Wie oft wird er angewandt?
Das lässt sich schwer sagen. Aber in den USA und Europa zusammen kommen 20 Millionen pro Jahr mit undefinierbaren Brustschmerzen ins Krankenhaus. Dort kommt der Test in der Regel zur Anwendung. Was wir auch wissen: Liegt bei zweimaliger Messung im Abstand von ein bis drei Stunden kein erhöhtes Troponin im Blut vor, ist ein Infarkt ausgeschlossen.
Laut Mitteilung des Uniklinikums haben sie jahrzehntelang an dem Test geforscht. Warum so lange?
Wenn man eine Idee hat, ist man noch lange nicht am Ziel. 1979 haben wir damit angefangen, einen Test für ein anderes Eiweiß zu entwickeln. Doch dies führte zunächst nicht zum Erfolg, weil dieses Protein auch in anderen Muskelzellen vorkam. 1986 haben wir mit Troponin weitergemacht, 1989 war der Test entwickelt. Er musste viele klinische Studien durchlaufen, Ärzte mussten überzeugt werden. Diese Translation in die klinische Anwendung hat bis ins Jahr 2000 gedauert. Erst dann wurde er in den ärztlichen Leitlinien als Standard festgeschrieben und war ein Schwerpunkt der Herzinfarktdiagnostik. In der aktuellen Forschung geht es darum, dass der Marker Troponin nicht nur einen Infarkt anzeigt, sondern jede Form der Herzschädigung. Wie man daraus Therapien entwickelt, darum wird es die nächsten zehn, 15, vielleicht 20 Jahre gehen.

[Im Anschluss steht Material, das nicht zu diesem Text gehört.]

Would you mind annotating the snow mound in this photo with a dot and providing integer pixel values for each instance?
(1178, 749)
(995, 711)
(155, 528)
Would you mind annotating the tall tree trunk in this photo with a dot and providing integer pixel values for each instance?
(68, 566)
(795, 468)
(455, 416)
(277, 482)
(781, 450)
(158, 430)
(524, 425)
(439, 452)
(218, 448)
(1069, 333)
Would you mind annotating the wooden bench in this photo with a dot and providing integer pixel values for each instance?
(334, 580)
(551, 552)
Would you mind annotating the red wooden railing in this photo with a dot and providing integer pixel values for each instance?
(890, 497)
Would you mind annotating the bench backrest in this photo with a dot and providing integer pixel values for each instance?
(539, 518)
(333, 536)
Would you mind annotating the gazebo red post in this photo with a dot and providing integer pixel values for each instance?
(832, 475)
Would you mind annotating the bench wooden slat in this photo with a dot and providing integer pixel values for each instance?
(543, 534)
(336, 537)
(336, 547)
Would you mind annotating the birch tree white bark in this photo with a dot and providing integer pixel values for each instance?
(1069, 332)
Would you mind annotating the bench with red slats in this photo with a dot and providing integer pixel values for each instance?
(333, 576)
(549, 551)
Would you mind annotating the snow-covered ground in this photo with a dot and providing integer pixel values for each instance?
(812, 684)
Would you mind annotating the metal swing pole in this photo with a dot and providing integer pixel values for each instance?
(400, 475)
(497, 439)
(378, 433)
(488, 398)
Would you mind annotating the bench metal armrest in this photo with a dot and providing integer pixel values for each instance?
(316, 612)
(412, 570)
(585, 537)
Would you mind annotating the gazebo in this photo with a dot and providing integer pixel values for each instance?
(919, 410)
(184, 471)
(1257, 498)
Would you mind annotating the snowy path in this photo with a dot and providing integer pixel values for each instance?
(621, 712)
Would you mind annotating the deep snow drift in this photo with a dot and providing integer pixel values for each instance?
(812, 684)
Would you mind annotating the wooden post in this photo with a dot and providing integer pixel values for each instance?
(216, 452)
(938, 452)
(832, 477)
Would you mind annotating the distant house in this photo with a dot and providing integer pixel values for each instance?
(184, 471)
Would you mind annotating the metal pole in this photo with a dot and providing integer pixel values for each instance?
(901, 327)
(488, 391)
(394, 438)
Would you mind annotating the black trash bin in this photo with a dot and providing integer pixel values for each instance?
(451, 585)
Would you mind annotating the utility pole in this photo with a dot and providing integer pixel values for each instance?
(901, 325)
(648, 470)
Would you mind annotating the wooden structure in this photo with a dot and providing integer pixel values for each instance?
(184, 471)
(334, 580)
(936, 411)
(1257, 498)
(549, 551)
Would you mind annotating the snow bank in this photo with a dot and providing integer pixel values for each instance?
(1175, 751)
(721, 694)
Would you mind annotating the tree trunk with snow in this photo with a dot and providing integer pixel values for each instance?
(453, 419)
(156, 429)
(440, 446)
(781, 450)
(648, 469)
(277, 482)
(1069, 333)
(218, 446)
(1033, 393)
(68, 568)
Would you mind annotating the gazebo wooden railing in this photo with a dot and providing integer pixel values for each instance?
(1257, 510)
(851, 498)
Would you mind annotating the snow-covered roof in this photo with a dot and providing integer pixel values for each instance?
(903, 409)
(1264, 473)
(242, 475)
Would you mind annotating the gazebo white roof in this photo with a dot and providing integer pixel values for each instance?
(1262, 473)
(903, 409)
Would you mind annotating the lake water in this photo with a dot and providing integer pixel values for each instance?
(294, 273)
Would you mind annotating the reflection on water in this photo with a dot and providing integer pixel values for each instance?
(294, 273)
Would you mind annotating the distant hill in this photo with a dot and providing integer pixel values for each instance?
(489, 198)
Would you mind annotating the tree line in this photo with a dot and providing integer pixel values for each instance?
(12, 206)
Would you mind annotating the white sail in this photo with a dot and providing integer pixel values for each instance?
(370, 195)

Ist das die Geduld, die den Erfindern des Brustkrebs-Bluttests gefehlt hat?
Dazu möchte ich mich nicht äußern. Nur so viel: So einen Test zu entwickeln ist nicht so einfach. Viele Fragen müssen geklärt werden: Wie gut bindet der Test das Eiweiß, wenn die Blutprobe etwas länger steht? Wie präzise ist er? Das ist schon eine Kunst. Alleine haben wir uns das nicht zugetraut, deshalb haben wir frühzeitig eine Kooperation mit Boehringer vereinbart und profitieren von deren Expertenteam. Boehringer und jetzt Roche vermarkten auch den Test. Sie haben Geräte in der ganzen Welt stehen. Die Zusammenarbeit mit einem industriellen Partner war für uns ein wesentlicher Schlüssel zum Erfolg.